Table 1 summarizes the parameter space tested to date and illustrates the performance possible for a 3D camcorder based on this technology. The majority of the testing used a catalog HD format CCD, making 2 million simultaneous range measurements at up to 30 fps coupled with the traditional grayscale HD video.
Laboratory system |
||
Range |
2–50 m |
|
Range resolution/precision |
|
<3 mm @ 6 m |
Array size/image size |
3024 × 2016 |
|
Frame rate |
30 fps |
|
Data rate |
60 Mpts/s |
|
Field of view |
Up to 60° × 30° |
|
Object speed |
20 m/s (72 kph) |
|
Post-processing |
None, in real time |
Table 1: TetraVue has used its laboratory demonstration 3D camera to verify high-resolution performance over a wide range of operational parameters.
The combination of single-pulse flash, large-pixel count sensor, and single-frame/single-aperture capture means that TetraVue’s technique can be used to obtain 3D imagery (geometry plus texture) in real time in a video format. This is especially suited for 3D acquisition of moving targets as well as acquiring 3D imagery while the camera is moving, similar to how 2D camcorders and digital cameras are used today. In addition, the use of CCD or CMOS sensor arrays means that high-frame rate sensors (e.g., 1,000 fps), high-resolution 3D video can be acquired for high-speed events.
Results
Although TetraVue’s 3D camera technology can be used to quickly acquire 3D images of stationary objects and scenes, it is especially suited for capturing high-resolution 3D imagery of fast-moving objects at a wide range of speeds. The nanosecond illumination pulse and simultaneous capture of geometry and texture means that even speeds up to 8,000 m/s produce minimal blurring. The large pixel count means that high-spatial resolution can be achieved, even with wide FOVs. It is also possible to use megapixel sensors that have 1,000 fps speeds (or even higher speeds with burst-mode framing cameras) to record 3D imagery of high-speed events.
To evaluate this capability for 3D movies, several test objects were recorded with the laboratory demonstration camera, including a model helicopter, a spinning box and can, and an operating floor fan as described below. Representing 3D video on static 2D paper is a challenge, but representative frames from the video illustrate the capability.
Figure 2 shows two frames from a video feed capturing the motion of a toy helicopter. Figure 2a shows the grayscale image map and the corresponding false-color range map for one frame of the 3D video at an instant in time, and figure 2b shows the image and range maps a few frames later. The blade of the helicopter was spun by hand at 2–3 m/s at the tips, and the two frames show the blade at different locations. Because of the nanosecond-class laser strobe, there is no motion blur so that both image and range maps are in sharp focus.

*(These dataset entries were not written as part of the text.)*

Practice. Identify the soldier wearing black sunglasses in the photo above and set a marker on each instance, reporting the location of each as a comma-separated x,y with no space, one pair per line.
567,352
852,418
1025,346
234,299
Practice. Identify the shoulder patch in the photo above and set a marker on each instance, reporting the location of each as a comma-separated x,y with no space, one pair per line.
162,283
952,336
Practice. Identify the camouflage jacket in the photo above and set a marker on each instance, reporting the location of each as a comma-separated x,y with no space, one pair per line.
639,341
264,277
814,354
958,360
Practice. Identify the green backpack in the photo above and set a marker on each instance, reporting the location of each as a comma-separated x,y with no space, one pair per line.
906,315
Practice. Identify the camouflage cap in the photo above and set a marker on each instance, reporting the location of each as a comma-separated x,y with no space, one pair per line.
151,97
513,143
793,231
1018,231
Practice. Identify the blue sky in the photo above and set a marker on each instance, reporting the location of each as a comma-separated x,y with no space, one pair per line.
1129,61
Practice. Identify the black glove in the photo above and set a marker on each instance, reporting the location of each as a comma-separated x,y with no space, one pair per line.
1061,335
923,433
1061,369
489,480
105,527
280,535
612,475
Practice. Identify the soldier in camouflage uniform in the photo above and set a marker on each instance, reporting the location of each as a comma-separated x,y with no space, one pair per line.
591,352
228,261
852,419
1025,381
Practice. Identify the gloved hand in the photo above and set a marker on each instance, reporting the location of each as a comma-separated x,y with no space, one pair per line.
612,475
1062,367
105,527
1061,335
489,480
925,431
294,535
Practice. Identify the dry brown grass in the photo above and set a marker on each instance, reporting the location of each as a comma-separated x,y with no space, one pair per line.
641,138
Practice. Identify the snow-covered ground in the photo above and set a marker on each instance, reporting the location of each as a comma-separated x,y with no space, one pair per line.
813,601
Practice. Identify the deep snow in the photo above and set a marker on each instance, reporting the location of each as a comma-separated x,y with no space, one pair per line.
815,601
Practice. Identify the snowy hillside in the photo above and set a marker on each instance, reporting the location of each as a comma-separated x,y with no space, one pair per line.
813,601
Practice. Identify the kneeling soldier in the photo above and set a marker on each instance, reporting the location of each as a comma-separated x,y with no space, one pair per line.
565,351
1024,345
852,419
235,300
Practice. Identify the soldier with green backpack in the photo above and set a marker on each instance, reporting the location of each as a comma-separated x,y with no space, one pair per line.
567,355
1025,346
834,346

The false color scale has been compressed to cover just the helicopter size in each frame, from blue (far) to red (near). The timing was shifted between the two frames, which also shifted the center of the range measurement and range map slightly. The range maps are displayed in real time during the data acquisition, and because the same sensor acquires the intensity and range information, the pixels between the two maps are identically registered.
(a)
(b)
Figure 2:
The relative range accuracy and resolution of moving objects were evaluated using geometric shapes that were placed on a turntable, located 6 m from the camera and spinning at 33 RPM. In one case, a 6-in. cube cardboard box was placed at the center of the turntable, and in the second case, a 6.6-cm diameter aluminum can was placed at the edge of the turntable. Figure 3a shows the line-outs from the range measurement for a single frame of the rotating box, and the moving can is shown in figure 3b.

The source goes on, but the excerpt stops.